At the office of the Dawn I was reticent and backward. I lacked the cleverness, the smartness and readiness of expression with which other members of the staff were gifted. I had come into a new world, utterly foreign to me, and often I longed to be back again with Moleskin Joe on some long road leading to nowhere.

For a while my stories were not successful, although I made a point of seeing the things of which I wrote. I came back to the office every evening full of my subject, whether a florist's exhibition, a cat show, or a police court case, and sat down seriously to write my story. When half-written I tore it up seriously and began again. When satisfied with the whole completed account I took it to the sub-editor, who read it seriously and seriously threw it into the waste-paper basket. At the end of the first week I found that only two articles of mine had appeared in the Dawn. I had written eight.

"You write in too serious a vein for a modern paper," said the sub-editor.

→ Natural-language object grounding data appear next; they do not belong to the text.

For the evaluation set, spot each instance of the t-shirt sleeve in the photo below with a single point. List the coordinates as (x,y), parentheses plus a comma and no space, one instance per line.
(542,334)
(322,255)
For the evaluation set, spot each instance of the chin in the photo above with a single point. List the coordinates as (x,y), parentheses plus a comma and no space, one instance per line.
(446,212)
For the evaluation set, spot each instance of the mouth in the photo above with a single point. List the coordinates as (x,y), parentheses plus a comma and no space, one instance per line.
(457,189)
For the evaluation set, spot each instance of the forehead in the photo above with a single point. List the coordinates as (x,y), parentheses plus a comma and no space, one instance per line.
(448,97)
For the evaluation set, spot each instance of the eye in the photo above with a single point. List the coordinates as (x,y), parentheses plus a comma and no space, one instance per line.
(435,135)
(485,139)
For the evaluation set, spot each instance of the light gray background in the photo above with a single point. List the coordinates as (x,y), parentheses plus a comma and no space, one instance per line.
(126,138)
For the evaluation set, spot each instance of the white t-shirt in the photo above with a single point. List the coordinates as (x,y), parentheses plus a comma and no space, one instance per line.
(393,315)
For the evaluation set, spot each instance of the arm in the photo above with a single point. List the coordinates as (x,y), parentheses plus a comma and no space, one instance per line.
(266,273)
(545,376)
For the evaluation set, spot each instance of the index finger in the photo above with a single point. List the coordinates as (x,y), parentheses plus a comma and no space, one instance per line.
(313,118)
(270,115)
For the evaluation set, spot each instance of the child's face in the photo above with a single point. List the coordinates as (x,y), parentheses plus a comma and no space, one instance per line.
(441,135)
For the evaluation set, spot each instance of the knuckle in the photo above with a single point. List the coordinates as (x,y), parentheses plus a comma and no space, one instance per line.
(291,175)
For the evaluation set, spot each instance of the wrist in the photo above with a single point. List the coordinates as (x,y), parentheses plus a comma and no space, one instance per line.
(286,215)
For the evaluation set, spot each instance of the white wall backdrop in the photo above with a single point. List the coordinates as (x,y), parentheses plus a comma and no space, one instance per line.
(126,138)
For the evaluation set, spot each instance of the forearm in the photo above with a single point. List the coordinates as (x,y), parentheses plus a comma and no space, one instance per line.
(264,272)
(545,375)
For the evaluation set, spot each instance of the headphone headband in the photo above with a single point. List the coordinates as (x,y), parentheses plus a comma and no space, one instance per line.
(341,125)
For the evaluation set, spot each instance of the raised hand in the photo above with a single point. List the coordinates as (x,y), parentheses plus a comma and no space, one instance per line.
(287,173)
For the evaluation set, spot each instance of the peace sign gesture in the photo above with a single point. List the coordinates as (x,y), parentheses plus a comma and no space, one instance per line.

When the spring came round I could feel, even in Fleet Street, the spell of the old roving days come over me; those days when Moleskin and I tramped along the roads of Scotland, thanking God for the little scraps of tobacco which we found in our pockets, while wondering where the next pipeful could be obtained! My heart went out to the old mates and the old places. I had a longing for the little fire in the darkness, the smell of the wet earth, the first glimpse of the bend in the road, and the dream about the world of mystery lying round the corner. When I went across Blackfriars Bridge, or along the Strand, on a cold, bracing morning, I wanted to walk on ever so far, away—away. Where to—it didn't matter. The office choked me, smothered me; it felt so like a prison. I wanted to be with Moleskin Joe, and often I asked myself, "Where is he now? what is my old comrade doing at this moment? Is the old vagabond still happy in his wanderings and his hopes of a good time coming, or has he finished up his last shift and handed in his final check for good and all?" Often I longed to see him again and travel with him to new and strange places.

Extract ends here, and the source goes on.